I asked a harem member: Do you think he is a loving person?
She said: No, not in the way that I see love: I think that he cares for things, for people, for concepts. The way I see love is personal. He is not loving. In every loving person when he sees something wrong there comes a point where loving overcomes the problem and everybody grows. Keith’s method is a very black and white system of punishment. I don’t think he is loving. I don’t know what to call it. In his harem they call it compassionate. But what good is it to understand a person if you don’t accept them? No I don’t think he’s a loving person.
I asked: Would you say he’s a cruel person?
Harem member: Maybe I am biased because of my relationship with him. There are a lot of occasions where I would call his actions cruel. He would say things to me, attributing the wrong meanings of my beliefs or attributing wrong intentions of my actions – his misunderstanding – applied in the wrong way to make it appear as though something was wrong.
Keith is a dangerous guy in an unsuspecting way. I would not advise a woman to be in a relationship with him. I know he can be very charming in an intellectual way, but not in a romantic way. His way of living and treating women, what women get out of the relationship is not good. It is not good for a person to have to be “healed” in that way. I think he means to harm people. I think he is so radical in the way he has built his worldview, his ethics, his view of right and wrong. It is so black and white. It can be very hurtful to people around him.

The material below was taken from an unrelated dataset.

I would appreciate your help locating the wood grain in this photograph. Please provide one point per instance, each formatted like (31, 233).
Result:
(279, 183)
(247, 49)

Of course none of the black and white rules apply to himself: those very punishing, very cause and effect punishment apply to other people, not him.
Other people might have to spend years in their room like Daniela to make things right, or like Ivy might have to grow their hair long, do any kind of activities to pay for their supposed offense – even if they are ridiculous in the extreme.
But none of this applies to him. That is why it is very unhealthy for someone to associate with him: he is someone who does not see himself like any other person.
He is above you and that is – in his hands – since he is cruel and not loving a recipe for disaster.